How to put desired umask with SFTP?

Solution 1:

Since OpenSSH 5.4p1 I think, you can use the "-u" option, for example:

Subsystem sftp /usr/lib/openssh/sftp-server -u 022

From the man page:

 -u umask
         Sets an explicit umask(2) to be applied to newly-created files
         and directories, instead of the user's default mask.

Solution 2:

I hope this can save someone else hours of frustration...

If you're using a GUI SFTP application, check its preferences for setting permissions on upload.

I had tried all the solutions above, and it turns out the application was just overriding them.

---

Solution 3:

In the ssh config file you can also use this to set the mode of the file specifically (overriding any chmod that the client may try to set).
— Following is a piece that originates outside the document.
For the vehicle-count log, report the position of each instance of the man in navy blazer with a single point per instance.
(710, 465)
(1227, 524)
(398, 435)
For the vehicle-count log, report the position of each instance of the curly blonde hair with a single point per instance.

Here I am using internal-sftp but I guess it would be the same for sftp-server:

ForceCommand internal-sftp -u 0022   

---

Solution 4:

After many hours trying to apply various hacks and fixes i've found a proper solution!

There's a patch for SSH that permits you to chose the umask that you want for SFTP. You can download it here: http://sftpfilecontrol.sourceforge.net/

For me (OpenSSH_5.2p1+sftpfilecontrol-v1.3, OpenSSL 0.9.8g 19 Oct 2007) it's working perfectly!